Here's my code so far:
int main()
{
string a; //declares string
cout << "Type an integer: "; //prompts user to input an integer
cin >> a; //stores into string a
cout << "There are " << a.size() << " digits in " << a << endl; //retrieves length of string a
cout << a.at(0);
cout << endl;
system ("pause"); //pauses the system so user can read the screen
return 0; //returns 0 if program works properly
}
Can anyone enlighten me on what I'm doing wrong/what my next step is?
So the steps are..
store the input
display them all one by one separated by spaces
figure out the sum and display that
.
#include<string>
#include<iostream>
using namespace std;
int main()
{
string a;
cout << "Type an integer: ";
// 1. store the input
cin >> a;
// 2. display them all one by one separated by spaces
for(int i=0;i<a.size();++i)
cout << a[i] << ' ';
cout << endl;
// 3. figure out the sum and display that
int total = 0;
for(int i=0;i<a.size();++i)
total += a[i] - '0';
cout << total << endl;
system("pause");
return 0;
}
The tricky part is getting the correct sum in step 3.
total += a[i] - '0';
Lets say for example that a[i] is the character '4'. The ASCII value of character '4' is the integer equivalent of 52, and the ASCII integer equivalent of '0' is 48. Therefore if we take '4' - '0', we will get the difference of 4, which is the integer representation we are looking for in this case.
Here is a simple ASCII chart with character values.
Hope this helps!
You probably want to input the number as a string. This will allow you to do digit by digit processing. Then the user will enter the number once instead of many times as digits.
You could try this piece of code:
int num = 0;
cin>>num;
//Make sure array is large enough to hold all digits
//For an int 10 digits it the max
int digits[10] = {0};
//This variable tracks the count of actual number of
//digits extracted from user input
int digitCount = 0;
while (num > 0)
{
digits[digitCount] = num % 10; //Extract digit at units place
num = num / 10; //Advance through the number
digitCount++;
}
for(int count= digitCount-1 ; count >= 0; count-- )
{
cout<<digits[count]<<" ";
}
Note that the printing loop runs backwards (i.e from digitCount to zero) because the digits are extracted and stored starting from the units place. For a number a like 12345 the digits array will contain 5 4 3 2 1.
Rhonda, I can understand your frustration, computers are like that... they do what you say, not what you mean :-) Hang in there.
You say your program should output each of the digits in the number, yet your program asks the user to enter each of the digits. That is confusing.

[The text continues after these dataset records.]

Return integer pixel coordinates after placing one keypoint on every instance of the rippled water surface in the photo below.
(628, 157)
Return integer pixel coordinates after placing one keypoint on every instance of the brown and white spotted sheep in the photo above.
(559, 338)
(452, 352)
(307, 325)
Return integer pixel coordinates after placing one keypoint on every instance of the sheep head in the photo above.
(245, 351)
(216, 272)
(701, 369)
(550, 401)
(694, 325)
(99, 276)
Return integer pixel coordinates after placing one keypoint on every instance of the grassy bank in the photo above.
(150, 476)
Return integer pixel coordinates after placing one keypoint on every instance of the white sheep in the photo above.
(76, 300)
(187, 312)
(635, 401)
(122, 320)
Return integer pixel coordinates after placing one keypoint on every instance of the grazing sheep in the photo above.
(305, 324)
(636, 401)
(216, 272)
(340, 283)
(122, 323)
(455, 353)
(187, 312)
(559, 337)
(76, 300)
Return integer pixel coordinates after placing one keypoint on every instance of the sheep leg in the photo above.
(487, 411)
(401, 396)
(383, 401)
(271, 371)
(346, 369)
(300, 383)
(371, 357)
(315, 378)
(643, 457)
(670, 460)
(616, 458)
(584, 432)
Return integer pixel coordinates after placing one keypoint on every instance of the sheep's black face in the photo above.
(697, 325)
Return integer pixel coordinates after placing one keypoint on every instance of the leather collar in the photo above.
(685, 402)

Also, you first assign a value to "num" here
cin >> num;
then you overwrite "num" in this line
cin >> num >> a;
I'm not sure what you mean to do here, but what you're telling the computer to do is to read an integer from the input and assign it to "num" and assign the rest to the line to string "a"... if the rest of the line just has a space, the space will be discarded... it acts as a separator. That is probably confusing you as well.
int main()
{
int runningTotal = 0;
std::string inputString;
std::cin >> inputString;
for ( std::string::iterator _it = inputString.begin();
_it != inputString.end(); ++_it )
{
// *_it now represents an individual char of the input string
char a = *_it; char* b = &a;
if ( a != '-' )
{
runningTotal += atoi( std::string( b ).c_str() );
std::cout << *_it << " ";
}
}
std::cout << std::endl << "Total of all digits: " << runningTotal << std::endl;
std::cin.get();
std::system( "pause" );
return 0;
}
I threw this together quickly for you. Hope it's of help.